Uma forma de viajar pode ser, justamente, correndo. O Mova Mais, primeira startup do Brasil de incentivo à prática esportiva em troca de recompensas, criou um programa baseado no monitoramento. “Os pontos são cedidos em função do engajamento do atleta. O Mova Mais monitora as ações de caminhada ou corrida, ciclismo e atividade em cadeira de rodas”, explica Fernando Aquino, CEO da empresa. O acúmulo de pontos é trocado em programas de fidelidade, que podem ser usados na compra de viagens, serviços e produtos.

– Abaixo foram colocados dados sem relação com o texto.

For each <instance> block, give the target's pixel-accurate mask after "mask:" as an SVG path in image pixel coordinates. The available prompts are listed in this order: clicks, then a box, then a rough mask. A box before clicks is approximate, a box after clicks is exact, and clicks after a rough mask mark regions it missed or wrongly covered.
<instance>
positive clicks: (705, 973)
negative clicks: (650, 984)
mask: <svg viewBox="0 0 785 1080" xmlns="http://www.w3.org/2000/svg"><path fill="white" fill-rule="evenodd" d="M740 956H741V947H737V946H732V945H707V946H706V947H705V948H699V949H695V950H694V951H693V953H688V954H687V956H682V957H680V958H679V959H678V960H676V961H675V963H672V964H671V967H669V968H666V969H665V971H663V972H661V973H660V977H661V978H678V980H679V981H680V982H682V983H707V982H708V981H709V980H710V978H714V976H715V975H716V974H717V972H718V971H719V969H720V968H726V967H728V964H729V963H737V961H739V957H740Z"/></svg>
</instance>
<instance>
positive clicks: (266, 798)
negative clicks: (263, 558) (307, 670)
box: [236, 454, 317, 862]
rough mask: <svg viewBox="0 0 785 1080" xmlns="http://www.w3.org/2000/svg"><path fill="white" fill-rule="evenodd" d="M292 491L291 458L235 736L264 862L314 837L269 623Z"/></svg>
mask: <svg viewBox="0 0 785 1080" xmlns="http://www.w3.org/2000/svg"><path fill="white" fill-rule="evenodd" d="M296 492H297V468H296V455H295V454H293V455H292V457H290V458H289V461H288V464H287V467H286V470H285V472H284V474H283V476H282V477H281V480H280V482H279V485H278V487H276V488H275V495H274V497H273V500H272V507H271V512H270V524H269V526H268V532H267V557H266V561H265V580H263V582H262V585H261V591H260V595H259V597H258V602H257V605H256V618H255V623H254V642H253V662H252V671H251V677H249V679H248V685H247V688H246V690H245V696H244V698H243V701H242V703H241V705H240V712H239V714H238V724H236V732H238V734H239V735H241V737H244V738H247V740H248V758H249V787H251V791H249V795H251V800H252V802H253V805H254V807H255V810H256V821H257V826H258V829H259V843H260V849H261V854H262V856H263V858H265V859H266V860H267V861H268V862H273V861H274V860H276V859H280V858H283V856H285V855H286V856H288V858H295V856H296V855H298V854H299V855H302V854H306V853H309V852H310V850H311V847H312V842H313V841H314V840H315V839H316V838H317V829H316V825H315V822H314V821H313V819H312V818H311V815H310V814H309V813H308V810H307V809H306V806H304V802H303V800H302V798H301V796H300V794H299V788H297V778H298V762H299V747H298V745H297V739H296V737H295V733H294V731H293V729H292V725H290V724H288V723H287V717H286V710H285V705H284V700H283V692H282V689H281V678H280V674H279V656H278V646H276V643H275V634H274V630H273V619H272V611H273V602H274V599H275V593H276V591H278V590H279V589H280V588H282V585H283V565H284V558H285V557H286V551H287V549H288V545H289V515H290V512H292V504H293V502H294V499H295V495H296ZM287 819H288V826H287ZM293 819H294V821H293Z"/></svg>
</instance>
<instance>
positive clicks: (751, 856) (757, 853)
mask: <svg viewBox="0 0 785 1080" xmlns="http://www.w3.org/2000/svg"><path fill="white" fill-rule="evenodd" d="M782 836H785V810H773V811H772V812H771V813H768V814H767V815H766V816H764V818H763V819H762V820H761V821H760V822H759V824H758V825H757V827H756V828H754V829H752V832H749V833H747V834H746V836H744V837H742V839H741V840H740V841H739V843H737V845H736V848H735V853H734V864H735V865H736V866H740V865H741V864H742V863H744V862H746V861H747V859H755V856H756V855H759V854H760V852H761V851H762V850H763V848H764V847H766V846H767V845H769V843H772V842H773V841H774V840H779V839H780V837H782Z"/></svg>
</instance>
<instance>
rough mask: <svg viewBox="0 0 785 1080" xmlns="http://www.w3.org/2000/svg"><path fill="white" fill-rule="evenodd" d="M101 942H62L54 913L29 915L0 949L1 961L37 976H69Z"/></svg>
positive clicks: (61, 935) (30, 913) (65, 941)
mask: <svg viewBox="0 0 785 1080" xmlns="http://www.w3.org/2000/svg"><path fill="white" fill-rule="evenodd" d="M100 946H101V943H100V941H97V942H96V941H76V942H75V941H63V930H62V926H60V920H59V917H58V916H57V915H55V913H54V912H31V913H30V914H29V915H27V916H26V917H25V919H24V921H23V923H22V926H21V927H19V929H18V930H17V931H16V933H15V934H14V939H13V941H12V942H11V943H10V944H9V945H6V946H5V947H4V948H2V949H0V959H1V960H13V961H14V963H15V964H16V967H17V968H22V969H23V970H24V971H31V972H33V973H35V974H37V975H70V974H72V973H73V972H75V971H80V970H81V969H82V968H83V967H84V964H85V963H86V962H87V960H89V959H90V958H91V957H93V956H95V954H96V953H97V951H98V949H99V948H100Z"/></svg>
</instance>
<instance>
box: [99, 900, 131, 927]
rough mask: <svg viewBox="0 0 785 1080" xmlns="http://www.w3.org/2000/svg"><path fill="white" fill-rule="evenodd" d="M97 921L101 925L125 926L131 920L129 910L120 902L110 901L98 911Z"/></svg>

Segundo ele, 60 mil atletas já se cadastraram no programa, que utiliza outros aplicativos de celulares, como RunKepper, Map My Run e Strava, monitorando o treino e transferindo os dados automaticamente para o Mova Mais.
Adepto de viagens, o psicanalista paulistano Villy Fomin já disputou vinte meias maratonas, 12 maratonas e uma ultramaratona de 104 quilômetros através do deserto do Saara, no norte da África, durante três calorentos dias. “Não sei dizer quanto já gastei com as corridas, mas não me arrependo”, garante ele, que iniciou a prática do esporte em 2003 assim que a balança começou a roçar os três dígitos. O que começou como uma necessidade de condicionamento físico, virou algo que, no caso de Fomin, contempla várias definições. “É um processo terapêutico, um momento de solitude onde converso comigo mesmo, penso na vida, tenho boas ideias e vejo a cidade de ângulos diferentes. Na corrida as pernas trabalham e a mente também. Correr é um ato de superação”, filosofa.